Design & Setting: This study is a prospective clinical trial comparing sEMG output in an active treatment group and two control groups in an outpatient chiropractic clinic, Phoenix, AZ, USA.
Subjects: Forty low back pain (LBP) subjects participated in the study. Twenty LBP patients (9 females and 11 males with a mean age of 35 years and 51 years, respectively) and twenty age and gender matched sham-SMT/control LBP patients (10 females and 10 males with a mean age of 40 years and 52 years, respectively) were assessed.
Methods: Twenty consecutive LBP patients (SMT treatment group) performed maximum voluntary contraction (MVC) isometric trunk extensions while lying prone on a treatment table. Surface, linear enveloped sEMG was recorded from the erector spinae musculature at L3 and L5 during the trunk extension procedure. Subjects were then assessed using the Activator Methods Chiropractic Technique (AMCT) protocol, during which time they were treated using MFMA SMT. The MFMA SMT treatment was followed by a dynamic stiffness and algometry assessment, after which a second or post MVC isometric trunk extension and sEMG assessment was performed. Another twenty consecutive LBP subjects were assigned to one of two control groups, a sham-SMT group, and a control group. The sham-SMT group underwent the same experimental protocol with the exception that the subjects received a sham-MFMA SMT and dynamic stiffness assessment. The control group received no SMT treatment, stiffness assessment, or algometry assessment intervention. Within group analysis of MVC sEMG output (pre-SMT vs. post-SMT sEMG output) and across group analysis of MVC sEMG output ratio (post-SMT sEMG/pre-SMT sEMG output) during MVC was performed using a paired observations t-test (POTT) and a robust analysis of variance (RANOVA), respectively.
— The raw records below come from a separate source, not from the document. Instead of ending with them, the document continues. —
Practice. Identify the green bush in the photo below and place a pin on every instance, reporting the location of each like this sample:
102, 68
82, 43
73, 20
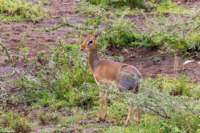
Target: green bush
63, 81
18, 10
14, 121
120, 34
Main Outcome Measures: Surface, linear enveloped electromyographic recordings during isometric maximum voluntary contraction (MVC) trunk extension were used as the primary outcome measure.
Results: Nineteen of the 20 patients in the SMT treatment group showed a positive increase in sEMG output during MVC (range –9.7% to 66.8%) following the active MFMA SMT treatment and stiffness assessment. The SMT treatment group showed a significant (POTT, P<0.001) increase in erector spinae muscle sEMG output (21% increase compared to pre-SMT levels) during MVC isometric trunk extension trials. There were no significant changes in pre vs. post-SMT MVC sEMG output for the sham-SMT (5.8% increase) or control (3.9% increase) groups. Moreover, the sEMG output ratio of the SMT treatment group was significantly greater (RANOVA, P=0.05) than either the sham-SMT or control groups.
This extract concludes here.